Weekly renewables M&A round-up (Nov 4 - 8)
Nov 08, 2024 17:12 CESTSwedish state-owned utility Vattenfall AB has signed a deal that will provide it with a EUR-2-billion (USD 2.18bn) revolving credit facility linked to its sustainability performance.
The new loan comes to replace Vattenfall’s existing and undrawn revolving credit line of EUR 2 billion signed in 2020, the company said on Monday.
The margin of the new financing facility is tied to Vattenfall’s progress in meeting specific Scope 1 and 2 greenhouse gas emission intensity thresholds. Three of those are aligned with the utility’s current 2030 sustainability targets.

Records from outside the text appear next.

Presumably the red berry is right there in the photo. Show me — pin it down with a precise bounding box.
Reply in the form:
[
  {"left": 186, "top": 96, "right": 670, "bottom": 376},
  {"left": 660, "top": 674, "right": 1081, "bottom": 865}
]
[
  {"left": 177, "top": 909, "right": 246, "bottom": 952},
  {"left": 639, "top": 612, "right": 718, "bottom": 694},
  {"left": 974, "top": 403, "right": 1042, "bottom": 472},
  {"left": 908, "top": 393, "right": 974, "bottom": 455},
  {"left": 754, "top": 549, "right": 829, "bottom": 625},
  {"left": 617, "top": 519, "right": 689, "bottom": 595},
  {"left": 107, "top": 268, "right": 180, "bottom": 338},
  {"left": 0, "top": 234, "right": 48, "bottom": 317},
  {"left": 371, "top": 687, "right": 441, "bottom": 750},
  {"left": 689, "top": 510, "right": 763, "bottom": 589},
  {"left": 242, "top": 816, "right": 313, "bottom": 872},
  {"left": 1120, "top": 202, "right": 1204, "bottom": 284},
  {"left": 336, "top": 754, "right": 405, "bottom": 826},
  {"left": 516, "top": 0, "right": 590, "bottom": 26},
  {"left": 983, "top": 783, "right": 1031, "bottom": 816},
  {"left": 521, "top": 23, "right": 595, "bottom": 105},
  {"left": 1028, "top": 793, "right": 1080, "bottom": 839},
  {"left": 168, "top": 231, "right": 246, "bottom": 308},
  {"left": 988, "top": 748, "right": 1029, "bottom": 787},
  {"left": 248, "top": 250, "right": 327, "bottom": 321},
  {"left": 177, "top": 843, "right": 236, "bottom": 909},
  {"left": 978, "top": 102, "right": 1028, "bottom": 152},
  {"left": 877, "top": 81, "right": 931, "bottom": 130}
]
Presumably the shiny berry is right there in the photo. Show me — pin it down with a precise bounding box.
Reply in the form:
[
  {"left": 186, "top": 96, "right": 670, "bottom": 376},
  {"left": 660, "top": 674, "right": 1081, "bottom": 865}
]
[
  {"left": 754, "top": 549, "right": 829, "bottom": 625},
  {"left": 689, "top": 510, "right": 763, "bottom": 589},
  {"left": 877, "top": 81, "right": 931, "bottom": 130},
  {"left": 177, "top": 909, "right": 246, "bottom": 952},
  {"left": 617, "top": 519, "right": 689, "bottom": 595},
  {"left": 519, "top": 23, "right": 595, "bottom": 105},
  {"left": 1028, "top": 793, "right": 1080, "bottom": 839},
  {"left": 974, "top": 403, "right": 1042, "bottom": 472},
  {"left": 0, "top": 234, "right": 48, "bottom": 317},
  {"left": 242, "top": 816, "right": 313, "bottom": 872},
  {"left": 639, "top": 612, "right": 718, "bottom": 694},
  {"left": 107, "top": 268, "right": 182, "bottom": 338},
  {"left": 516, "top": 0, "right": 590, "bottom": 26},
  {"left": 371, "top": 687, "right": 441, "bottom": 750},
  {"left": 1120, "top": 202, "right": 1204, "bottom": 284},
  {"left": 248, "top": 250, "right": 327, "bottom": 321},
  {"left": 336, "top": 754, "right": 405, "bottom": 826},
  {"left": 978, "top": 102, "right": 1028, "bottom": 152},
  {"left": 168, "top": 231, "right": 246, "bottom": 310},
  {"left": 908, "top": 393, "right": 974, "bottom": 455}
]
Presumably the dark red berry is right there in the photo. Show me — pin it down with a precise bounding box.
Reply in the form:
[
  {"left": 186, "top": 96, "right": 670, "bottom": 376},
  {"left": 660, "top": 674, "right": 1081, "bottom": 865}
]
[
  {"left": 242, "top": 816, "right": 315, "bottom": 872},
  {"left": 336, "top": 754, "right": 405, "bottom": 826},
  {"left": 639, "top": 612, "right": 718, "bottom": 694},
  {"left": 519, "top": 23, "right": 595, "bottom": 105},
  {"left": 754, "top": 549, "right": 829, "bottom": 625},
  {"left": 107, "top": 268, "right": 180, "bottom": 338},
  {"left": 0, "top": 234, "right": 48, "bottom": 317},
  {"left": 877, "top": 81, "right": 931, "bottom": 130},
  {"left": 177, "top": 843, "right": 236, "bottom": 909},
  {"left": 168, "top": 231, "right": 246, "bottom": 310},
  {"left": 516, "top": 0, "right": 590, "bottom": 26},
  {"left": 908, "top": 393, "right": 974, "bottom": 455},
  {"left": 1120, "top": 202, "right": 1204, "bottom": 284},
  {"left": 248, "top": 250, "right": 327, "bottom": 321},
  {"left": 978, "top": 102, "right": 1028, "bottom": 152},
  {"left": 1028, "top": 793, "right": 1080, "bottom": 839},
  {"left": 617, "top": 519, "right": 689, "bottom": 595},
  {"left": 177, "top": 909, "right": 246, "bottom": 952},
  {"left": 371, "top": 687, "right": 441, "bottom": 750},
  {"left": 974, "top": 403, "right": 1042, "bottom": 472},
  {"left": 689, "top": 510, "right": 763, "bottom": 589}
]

The debt matures in three years and has two one-year extension options. It was extended by a lending consortium comprising 15 banks and including Barclays Bank Ireland PLC, BNP Paribas, Rabobank, Societe Generale, Royal Bank of Canada and others.
The fresh proceeds will be allocated to support general corporate needs.
"This is an important back-up facility for Vattenfall that ensures that we have financial flexibility. The link to our GHG emissions intensity shows that sustainability is integrated throughout our organisation, including funding activities,” said Maria Paulinz, Group Treasurer at Vattenfall.